こうしてアムジャドと一緒に、お香の香りに包まれて、踊り子たちを見ながら暮らすの?

「アムジャド。私、一旦日本に帰るわ。」

「チナ……」

アムジャドは、私をきつく抱きしめた。

「ああ、チナ。再び遠くに行ってしまうなんて。僕には耐えられない。」

「アムジャド……」

もし、アムジャドの言うように、ここに残れば、この世の極楽を味わいながら、楽しく過ごせるだろう。

でも?私は?私の人生は?

「アムジャド。私、日本で医師免許を取ってくるわ。」

「チナ?」

「そしてまた、モルテザー王国に戻ってくる。今度は医者として。
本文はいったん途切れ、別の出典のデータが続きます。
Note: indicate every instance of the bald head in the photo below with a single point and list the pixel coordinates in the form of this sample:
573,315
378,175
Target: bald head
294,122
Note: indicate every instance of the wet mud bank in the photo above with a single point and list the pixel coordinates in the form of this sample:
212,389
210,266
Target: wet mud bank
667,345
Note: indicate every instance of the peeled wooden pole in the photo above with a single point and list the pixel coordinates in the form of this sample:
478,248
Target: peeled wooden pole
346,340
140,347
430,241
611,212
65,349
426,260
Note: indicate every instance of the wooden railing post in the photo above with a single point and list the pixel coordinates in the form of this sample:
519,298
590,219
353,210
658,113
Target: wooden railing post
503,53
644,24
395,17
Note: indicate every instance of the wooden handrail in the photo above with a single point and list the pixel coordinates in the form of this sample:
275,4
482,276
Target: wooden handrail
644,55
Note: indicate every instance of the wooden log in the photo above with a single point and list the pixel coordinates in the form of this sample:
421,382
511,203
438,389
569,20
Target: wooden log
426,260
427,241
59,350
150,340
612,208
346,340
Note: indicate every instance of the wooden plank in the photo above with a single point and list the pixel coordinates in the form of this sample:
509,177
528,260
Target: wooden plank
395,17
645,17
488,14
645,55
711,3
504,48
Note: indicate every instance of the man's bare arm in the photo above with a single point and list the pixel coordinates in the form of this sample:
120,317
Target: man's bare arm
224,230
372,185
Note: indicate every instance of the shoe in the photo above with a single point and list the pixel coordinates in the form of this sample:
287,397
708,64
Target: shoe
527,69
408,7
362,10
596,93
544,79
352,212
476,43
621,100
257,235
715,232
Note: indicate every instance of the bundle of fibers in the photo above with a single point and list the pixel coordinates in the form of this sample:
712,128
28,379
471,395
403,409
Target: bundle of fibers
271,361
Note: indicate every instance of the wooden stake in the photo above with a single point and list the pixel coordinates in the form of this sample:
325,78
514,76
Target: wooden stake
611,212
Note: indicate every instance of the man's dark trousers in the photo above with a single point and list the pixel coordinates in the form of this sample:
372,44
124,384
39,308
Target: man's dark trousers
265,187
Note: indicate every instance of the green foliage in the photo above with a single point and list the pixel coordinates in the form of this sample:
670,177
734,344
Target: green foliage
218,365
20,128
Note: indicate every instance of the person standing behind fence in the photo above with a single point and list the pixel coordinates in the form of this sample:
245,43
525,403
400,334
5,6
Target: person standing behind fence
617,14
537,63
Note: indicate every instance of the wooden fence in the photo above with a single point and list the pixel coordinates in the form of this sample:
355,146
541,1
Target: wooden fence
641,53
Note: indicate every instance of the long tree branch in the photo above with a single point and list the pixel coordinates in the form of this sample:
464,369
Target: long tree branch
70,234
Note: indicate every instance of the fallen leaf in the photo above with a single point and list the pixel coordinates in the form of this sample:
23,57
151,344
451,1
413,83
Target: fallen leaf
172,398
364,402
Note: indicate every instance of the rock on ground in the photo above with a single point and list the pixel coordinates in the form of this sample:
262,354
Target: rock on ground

」

するとアムジャドは、私をそっと放した。

「そうか。それがチナの夢なんだね。」

「うん。」

「……応援するよ。チナの夢が叶うように。そして再びモルテザー王国に来る事を。」

「アムジャド!」

私達は確かめ合うように、キスをした。


その瞬間、給仕や踊り子達が、ササッとテントの外に出て行く。

「えっ?」

「ははは。皆、空気を読んでいるな。」

アムジャドは呑気に笑っている。

「さあ、僕達の愛し合う時間が来たようだ。」

「あっ……」

アムジャドに服を脱がされ、そっと押し倒された。

「みんなに教えてやりたいよ。僕はチナに溺れているって。」

「私もよ。アムジャドに溺れているわ。」

合わせた肌から、温かいぬくもりが伝わってくる。

「ああ……やっぱり一晩中、チナを抱いていたい。」

満天の星空の下、私達は飽きる事なく、抱き合った。